Éthique : morale humaine pour intelligence artificielle ?
Les progrès en intelligence artificielle promettent des voitures autonomes aux capacités techniques très avancées. Capable de décider seule du meilleur trajet à suivre, pourrait-elle choisir la destination du passager sans son accord ? Si une voiture autonome connait le code de la route sur le bout des roues, qu’en est-il de son code moral ?
Par Dana Pizarro, chercheuse à l’Institut interdisciplinaire d’intelligence artificielle de Toulouse (ANITI - Artificial and Natural Intelligence Toulouse Institute) à la Toulouse School of Economics - Research
Si l’avancement des recherches et techniques concernant l'intelligence artificielle (IA) est important, les préoccupations éthiques qui les accompagnent le sont tout autant. De la perte d’emploi dans les secteurs où l’automatisation se développe, au droit des robots, en passant par les décisions prises par les véhicules à conduite autonome, ces questionnements sont nombreux.
La création de machines et systèmes qui remplacent les actions et la prise de décision humaines est l’une des applications les plus populaires de l'intelligence artificielle. Les voitures autonomes sont par exemple capables d’imiter les capacités de conduite humaine et se passent ainsi de conducteur.
Cependant, que se passe-t-il lorsqu'une telle voiture doit prendre une décision qui implique un possible préjudice matériel ou humain ? C'est là que l'éthique, les questions de jugements et critères moraux entrent en jeu. Prendre en compte l'éthique en IA revient à créer et intégrer des normes et règles de sécurité pour encadrer le comportement moral des machines intelligentes et prévenir les risques liés à leur utilisation.
Programmer des choix éthiques ?
Supposons qu'une voiture autonome circule sur une route, lorsqu'elle remarque qu'un piéton la traverse subitement. Dans cette situation, la voiture a deux possibilités. Soit elle heurte le piéton, entraînant des dommages mineurs à la voiture. Soit elle évite le piéton et heurte un arbre, ne blessant personne, mais abîmant fortement la voiture.

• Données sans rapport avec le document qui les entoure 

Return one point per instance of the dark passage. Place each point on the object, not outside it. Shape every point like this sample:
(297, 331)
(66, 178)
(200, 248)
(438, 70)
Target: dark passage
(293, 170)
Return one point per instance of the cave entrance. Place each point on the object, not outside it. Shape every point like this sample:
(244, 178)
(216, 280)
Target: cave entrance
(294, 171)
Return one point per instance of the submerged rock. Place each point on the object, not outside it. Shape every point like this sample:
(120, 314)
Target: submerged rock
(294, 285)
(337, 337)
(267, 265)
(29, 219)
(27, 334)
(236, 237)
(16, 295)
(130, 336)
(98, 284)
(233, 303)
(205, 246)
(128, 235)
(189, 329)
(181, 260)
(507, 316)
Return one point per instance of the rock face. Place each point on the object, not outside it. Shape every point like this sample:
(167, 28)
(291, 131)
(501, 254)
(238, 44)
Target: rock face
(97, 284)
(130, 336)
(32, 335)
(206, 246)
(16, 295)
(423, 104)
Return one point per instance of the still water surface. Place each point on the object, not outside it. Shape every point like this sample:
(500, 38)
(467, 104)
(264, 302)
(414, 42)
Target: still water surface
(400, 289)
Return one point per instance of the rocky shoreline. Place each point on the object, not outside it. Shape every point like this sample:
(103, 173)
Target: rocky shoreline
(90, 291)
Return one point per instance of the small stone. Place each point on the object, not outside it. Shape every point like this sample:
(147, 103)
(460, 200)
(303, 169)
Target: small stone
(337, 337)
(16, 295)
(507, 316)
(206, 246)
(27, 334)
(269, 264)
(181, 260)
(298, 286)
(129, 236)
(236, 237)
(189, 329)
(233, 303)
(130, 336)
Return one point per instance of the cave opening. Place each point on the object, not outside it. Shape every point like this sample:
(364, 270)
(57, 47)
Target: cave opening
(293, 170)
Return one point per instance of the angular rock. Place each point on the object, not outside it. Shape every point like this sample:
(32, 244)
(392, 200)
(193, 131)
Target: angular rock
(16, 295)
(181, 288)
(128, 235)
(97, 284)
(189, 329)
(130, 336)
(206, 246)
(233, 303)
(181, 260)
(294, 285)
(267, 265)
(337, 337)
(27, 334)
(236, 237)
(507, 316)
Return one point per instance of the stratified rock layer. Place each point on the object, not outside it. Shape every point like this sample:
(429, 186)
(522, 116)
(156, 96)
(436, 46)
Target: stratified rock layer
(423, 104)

La voiture répond à la manière dont elle a été programmée. Elle n’est pas capable d’effectuer une analyse éthique de la situation avant de prendre une décision. Il est donc important que toutes les situations soient prises en compte dès sa création et sa programmation. En effet, si la voiture est programmée pour « minimiser les dommages mécaniques », elle heurtera sans aucun doute le piéton !
Lorsque la situation impose de choisir entre vies humaines ou pertes matérielles, la réponse éthique est simple. Mais il existe des cas moraux et éthiques beaucoup plus complexes, surtout lorsque la situation impose de choisir entre plusieurs vies humaines. Que se passe-t-il si la voiture doit sauver deux passagers ou trois piétons ?
Code de la route et code moral
Pour se pencher sur ces questions éthiques, le dispositif « Moral Machine » a été créé par Jean-François Bonnefon, chercheur responsable de la chaire « IA morale » de l’Institut interdisciplinaire d’intelligence artificielle de Toulouse (ANITI - Artificial and Natural Intelligence Toulouse Institute).
Différents dilemmes moraux y sont présentés à des citoyens sous la forme d'un jeu dans lequel une voiture autonome doit choisir entre le moindre de deux maux. L'objectif de cette plateforme est de connaître le point de vue d’humains sur les décisions morales qui devraient être prises par une machine intelligente. Le code de la route étant déjà intégré par la voiture, il s’agit de l’alimenter d’un code moral inspiré par les décisions humaines.